Schaff, Philip. History of the Christian Church (The Complete Eight Volumes in One). Amazon Kindle Edition, 2014.
Volume 1, Ch. 8, “Christian Life in the Apostolic Church.” Loc. 6178-6514
Schaff first reviews literature comparing and contrasting Christianity with rabbinic and pagan life.
§44 “The Power of Christianity” (Schaff 2014, Loc. 6191).
Schaff emphasizes the internal nature of the Christian life, centered on forgiveness. The inner renewal results in acts of love and justice toward others in ways that other religions do not (Ibid., Loc. 6197. Specifically, Schaff compares the apostolic churches to other religious groups of the same period, viewing the contrast as “startling” (Ibid., Loc. 6219). He goes on with some quotes from 19th century authors who would reject Christianity but who affirm it to have changed the world for the better.
§45 “The Spiritual Gifts” (Ibid., Loc. 6254).

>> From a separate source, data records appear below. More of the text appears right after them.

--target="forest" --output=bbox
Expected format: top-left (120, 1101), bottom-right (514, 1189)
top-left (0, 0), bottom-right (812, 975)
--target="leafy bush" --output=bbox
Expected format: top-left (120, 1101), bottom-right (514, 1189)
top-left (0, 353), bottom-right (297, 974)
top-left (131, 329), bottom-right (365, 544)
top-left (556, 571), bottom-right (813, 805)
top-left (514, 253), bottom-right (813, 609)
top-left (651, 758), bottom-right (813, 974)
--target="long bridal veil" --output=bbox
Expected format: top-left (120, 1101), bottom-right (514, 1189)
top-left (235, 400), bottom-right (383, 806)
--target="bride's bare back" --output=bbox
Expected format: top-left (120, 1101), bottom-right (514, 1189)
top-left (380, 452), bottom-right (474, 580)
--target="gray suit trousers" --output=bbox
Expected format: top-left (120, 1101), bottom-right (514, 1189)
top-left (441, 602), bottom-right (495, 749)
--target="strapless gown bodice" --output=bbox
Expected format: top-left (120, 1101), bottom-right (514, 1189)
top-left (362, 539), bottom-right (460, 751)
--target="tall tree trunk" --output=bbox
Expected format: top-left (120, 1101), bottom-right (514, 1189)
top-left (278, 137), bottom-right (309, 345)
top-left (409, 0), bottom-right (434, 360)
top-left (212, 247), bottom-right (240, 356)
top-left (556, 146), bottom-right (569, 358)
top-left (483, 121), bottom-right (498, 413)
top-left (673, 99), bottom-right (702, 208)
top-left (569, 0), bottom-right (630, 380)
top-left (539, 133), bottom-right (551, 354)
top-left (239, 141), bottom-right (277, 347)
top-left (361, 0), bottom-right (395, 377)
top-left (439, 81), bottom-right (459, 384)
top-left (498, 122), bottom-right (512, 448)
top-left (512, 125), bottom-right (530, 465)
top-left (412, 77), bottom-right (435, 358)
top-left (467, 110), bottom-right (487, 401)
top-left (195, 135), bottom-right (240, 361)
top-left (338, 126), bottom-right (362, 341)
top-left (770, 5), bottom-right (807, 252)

The gifts of the Holy Spirit given in the apostolic age correspond to natural abilities but are given in a heightened manner by God (Ibid., Loc. 6254). Schaff views some as intellectual, some as emotional, and some as practical. He lists and discusses ten in all (Ibid., Loc. 6265).
46 “Christianity in Individuals” (Ibid., Loc. 6311).
The Christian life is primarily seen in individuals. Each believer is different in expressing the new life in Christ (Ibid., Loc. 6318). Schaff particularly notes that in Christianity women are accepted and valued.
§47 “Christianity and the Family” (Ibid., Loc. 6342).
The family takes on a new position in Christian thought. It is a microcosm of the Church. Marriage and family are seen as definitely good.
§48 “Christianity and Slavery” (Ibid., Loc. 6357).
Christianity has been instrumental in making slavery extinct. As opposed to the Greek and Roman view of slavery, Christians treated slaves with dignity, eventually releasing people from bondage (Ibid., Loc. 6386). Schaff provides useful notes about the prevalence of slavery in antiquity.
§49 “Christianity and Society” (Ibid., Loc. 6425).
Christian values have always tended to spread through society and government, though not always being overtly visible (Ibid., Loc. 6432).
§50 “Spiritual Condition of the Congregations” (Ibid., Loc. 6448).
Schaff observes that not all congregations have flourished at all times. There is always sin and failure. In the biblical letters to churches God always speaks to difficulties, correcting and strengthening the churches.